Les citoyens japonais n'ont aucun moyen de
mesurer leur niveau personnel d'exposition. Nishio a particulièrement insisté
sur le danger de l'exposition interne à des taux de radiation élevés à long
terme. Des comparaisons avec une exposition externe dans un environnement
médical contrôlé ne sont pas faisables, a-t-il prévenu. Les effets sur la santé
des expositions internes à long terme sont imprévisibles et assez peu connus.

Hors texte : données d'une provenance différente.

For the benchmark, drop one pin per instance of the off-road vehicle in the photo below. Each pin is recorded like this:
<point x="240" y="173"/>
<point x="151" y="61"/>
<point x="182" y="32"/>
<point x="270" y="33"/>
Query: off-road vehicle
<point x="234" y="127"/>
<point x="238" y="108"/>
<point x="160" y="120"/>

La ville de Fukushima abrite 300 000 personnes
et est hors du rayon évacué. Des zones de haute contamination y ayant été
détectées, les résidents s'en remettent à des solutions improvisées telles que
d'enlever la terre de leurs jardins et passer leurs toits au savon pour tenter
d'éliminer la contamination.
« Tout et tout le monde est paralysé, et nous
nous sentons abandonnés, sans savoir s'il est sûr ou pas pour nous de rester en
ville, » a déclaré une mère à l'agence Reuters.
Les autorités enlèvent la couche superficielle
de terre des cours d'écoles, mais il n'y a aucun plan général pour enlever la
contamination des parcs, des terrains vagues ou des jardins privés. Il n'y a
pas non plus d'endroit sûr pour la déposer une fois enlevée. Il n'y a aucun
antécédent pour l'ampleur de l'effort de décontamination qu'il faudra faire
pour rendre la zone affectée par le désastre de Fukushima à nouveau sûre.
Les conséquences mondiales de Fukushima
commencent seulement à apparaître et ne font toujours pas l'objet de
commentaires officiels. En juin, TEPCO a révisé ses estimations de la quantité
de radiations émises au cours de la première semaine du désastre. Ils ont
reconnu qu'elles étaient le double des précédentes pour la quantité totale
émise par l'accident.
L'essentiel du surplus de radiations était
sous forme de « particules chaudes » - de petites particules de césium,
plutonium, uranium, cobalt 60 et d'autres matières radioactives. Les particules
chaudes isolées sont trop petites pour être détectées par un compteur Geiger.
Pourtant, elles posent un risque sérieux de cancer parce qu'elles peuvent se
coincer dans les poumons ou l'appareil digestif, et bombarder une petite zone
de tissus pendant une longue période.
Des scientifiques indépendants qui ont
inspecté les filtres à air enlevés de véhicules japonais pensent que les
habitants de Tokyo ont respiré environs 10 particules chaudes par jour en avril,
immédiatement après l'accident. Dans la zone environnant la centrale, les
niveaux auraient été 30 à 40 fois plus élevés, et de l'autre côté du Pacifique,
à Seattle, des niveaux équivalents à 5 par jour ont été détectés.